It was his second expedition to Antarctica, but this time he just had to conquer the geographic South Pole for the first time in history and fix the British flag there. On 17 January 1912, Robert Falcon Scott reached his destination with four of his men. There they discovered that they had not been the first to arrive. In a show of strategy and good planning, the Norwegian explorer Roald Amundsen had reached the South Pole five weeks earlier. That was a defeat, but in reality Scott’s journey was much more than just a race and he brought to the story outstanding scientific discoveries.
On the morning of 24 October 1911, Robert Scott (1868-1912) set out for the South Pole, an expedition from which he would never return. The great British explorer was facing more than 1400 kilometres of ice accompanied by strong winds, huge glaciers, immense fissures and average temperatures of −40 °C. It was a feat comparable to climbing Everest, but horizontally and much longer, requiring at least a couple of years of preparation before tackling the objective.

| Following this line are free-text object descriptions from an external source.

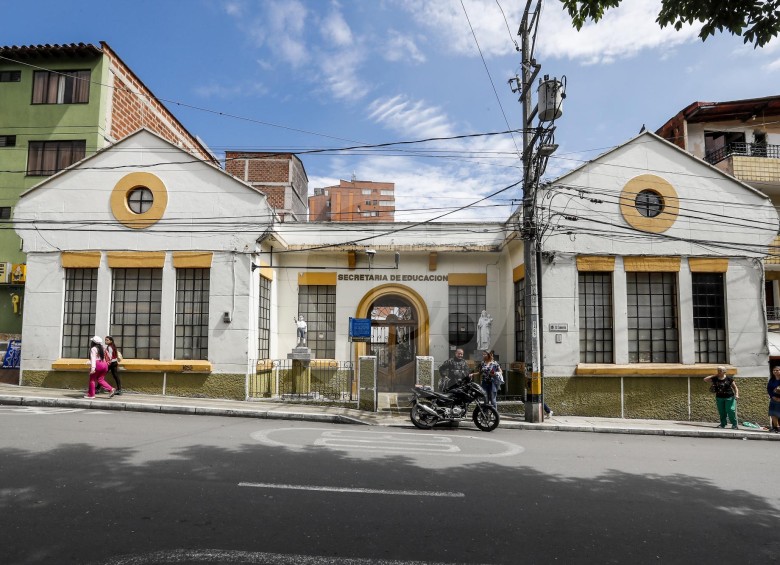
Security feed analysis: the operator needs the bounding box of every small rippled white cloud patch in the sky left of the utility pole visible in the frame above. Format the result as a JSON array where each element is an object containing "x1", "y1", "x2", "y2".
[{"x1": 368, "y1": 95, "x2": 453, "y2": 138}]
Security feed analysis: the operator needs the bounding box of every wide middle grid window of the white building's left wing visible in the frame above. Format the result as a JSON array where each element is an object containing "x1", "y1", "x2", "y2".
[{"x1": 111, "y1": 269, "x2": 162, "y2": 359}]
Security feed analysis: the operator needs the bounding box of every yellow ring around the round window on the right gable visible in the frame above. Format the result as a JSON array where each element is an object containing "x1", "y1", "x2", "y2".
[{"x1": 620, "y1": 175, "x2": 680, "y2": 233}]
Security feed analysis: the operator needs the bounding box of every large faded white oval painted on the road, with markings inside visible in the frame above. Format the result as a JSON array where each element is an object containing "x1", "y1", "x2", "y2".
[{"x1": 250, "y1": 428, "x2": 525, "y2": 460}]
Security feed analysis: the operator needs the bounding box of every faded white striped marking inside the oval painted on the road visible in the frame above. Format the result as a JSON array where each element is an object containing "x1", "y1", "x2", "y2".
[{"x1": 314, "y1": 431, "x2": 460, "y2": 453}]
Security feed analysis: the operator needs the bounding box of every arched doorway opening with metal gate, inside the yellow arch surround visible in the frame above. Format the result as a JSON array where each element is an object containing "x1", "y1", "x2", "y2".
[{"x1": 368, "y1": 294, "x2": 418, "y2": 392}]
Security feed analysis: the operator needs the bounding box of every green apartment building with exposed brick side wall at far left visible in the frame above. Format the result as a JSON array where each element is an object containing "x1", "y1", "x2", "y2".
[{"x1": 0, "y1": 42, "x2": 216, "y2": 340}]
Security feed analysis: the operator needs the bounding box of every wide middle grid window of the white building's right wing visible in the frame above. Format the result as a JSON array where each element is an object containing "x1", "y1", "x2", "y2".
[{"x1": 626, "y1": 272, "x2": 680, "y2": 363}]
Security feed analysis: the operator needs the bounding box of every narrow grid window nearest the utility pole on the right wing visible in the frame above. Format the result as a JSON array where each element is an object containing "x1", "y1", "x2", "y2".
[{"x1": 578, "y1": 272, "x2": 613, "y2": 363}]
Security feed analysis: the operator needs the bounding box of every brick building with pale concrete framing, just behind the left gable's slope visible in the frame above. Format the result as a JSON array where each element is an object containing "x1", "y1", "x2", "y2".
[{"x1": 225, "y1": 151, "x2": 309, "y2": 222}]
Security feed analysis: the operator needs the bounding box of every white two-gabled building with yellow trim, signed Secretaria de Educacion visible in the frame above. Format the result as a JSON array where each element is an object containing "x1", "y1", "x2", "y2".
[{"x1": 15, "y1": 131, "x2": 778, "y2": 419}]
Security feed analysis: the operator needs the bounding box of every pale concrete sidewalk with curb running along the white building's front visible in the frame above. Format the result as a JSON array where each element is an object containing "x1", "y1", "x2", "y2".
[{"x1": 0, "y1": 383, "x2": 780, "y2": 441}]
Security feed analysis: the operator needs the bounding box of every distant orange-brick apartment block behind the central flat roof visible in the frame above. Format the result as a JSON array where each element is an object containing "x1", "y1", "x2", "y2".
[{"x1": 309, "y1": 179, "x2": 395, "y2": 222}]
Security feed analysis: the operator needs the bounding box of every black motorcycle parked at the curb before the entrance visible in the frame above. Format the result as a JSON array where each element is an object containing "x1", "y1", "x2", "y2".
[{"x1": 409, "y1": 377, "x2": 500, "y2": 432}]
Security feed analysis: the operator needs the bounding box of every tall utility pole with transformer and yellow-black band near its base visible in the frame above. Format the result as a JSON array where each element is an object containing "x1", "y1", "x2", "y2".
[{"x1": 509, "y1": 0, "x2": 564, "y2": 422}]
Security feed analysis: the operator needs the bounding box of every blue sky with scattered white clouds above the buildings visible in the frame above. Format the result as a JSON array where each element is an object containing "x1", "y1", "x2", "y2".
[{"x1": 0, "y1": 0, "x2": 780, "y2": 221}]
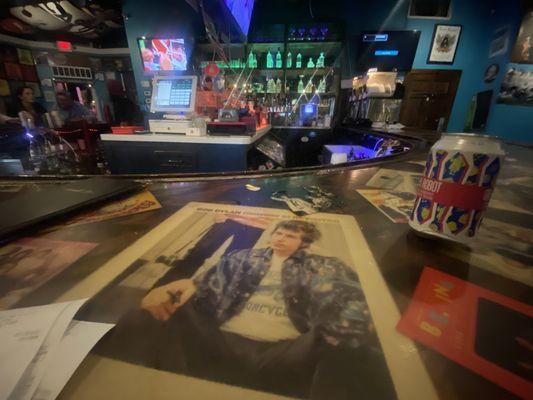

But if anything differentiated Scott’s expedition from Amundsen’s, it is that his had a markedly scientific character. They were prepared to collect specimens, film animals and make meteorological measurements. They were so committed to the scientific programme that during the harsh Antarctic winter of 1911, three members of the expedition travelled around 100 kilometres to reach a colony of emperor penguins and collect some of their unknown eggs. Upon their return, Scott wrote: “The group returned last night after enduring for five weeks the worst travel conditions in history. I’ve never seen anyone so battered. Their faces were scarred and wrinkled, their eyes were dull, their hands were white and wrinkled…”
Never-before-seen images of polar animals
In addition to fossils, drawings and photographs, the Terra Nova—the ship that transported the British team to Antarctica—returned with never-before-seen images of polar animals in action. It was the first time that a film camera was used to make discoveries in the field of biology, laying the foundations for future documentaries about wildlife. The filming of Weddell seals opening gaps in the ice with their canines overturned the theories of the time on how these animals created air holes to breathe.
After failing to be the first to conquer the South Pole, Scott and his companions (Edward Wilson, Lawrence Oates, Henry Bowers and Edgar Evans) dejectedly turned round, but they continued with the scientific mission. On the way back, the five expedition members deviated from their route. Food was scarce and the weather was getting worse but they had the idea in mind to collect some more fossils. A new theory said that Antarctica was joined in the past to a supercontinent with a climate so warm that trees would grow. To prove this, they only needed to find the same fossil of Glossopteris, a plant from 250 million years ago that had already turned up in Australia, Africa and South America. In this they would succeed. Perhaps it was the last discovery they made consciously. Soon after they would all die.
The final notes
The first to die was Evans after suffering a head injury in a hard fall during the descent of a glacier. The second to go was Oates. Aware that he was a burden on the rest of the team because he had a frozen foot and gangrene, on the morning of 17 March 1912, the day he turned 32, he left the tent after saying, “I am just going outside and may be some time.” The remaining three members, after walking about 30 kilometres more, pitched their last camp on March 19. Ten days later Scott made his final notes: “It seems a pity, but I do not think I can write more. R. Scott. Last entry. For God’s sake look after our people.” In the tent where the three frozen bodies of Wilson, Bowers and Scott were found, there were about 15 kilograms of fossils, among them that of the Glossopteris plant, a meteorological diary, notes and rolls of film taken by Scott himself.
Today, the station closest to the South Pole, the Amundsen-Scott Base, reminds us that the Norwegian was the first to reach the South Pole and the Briton the first to reveal Antarctica to us.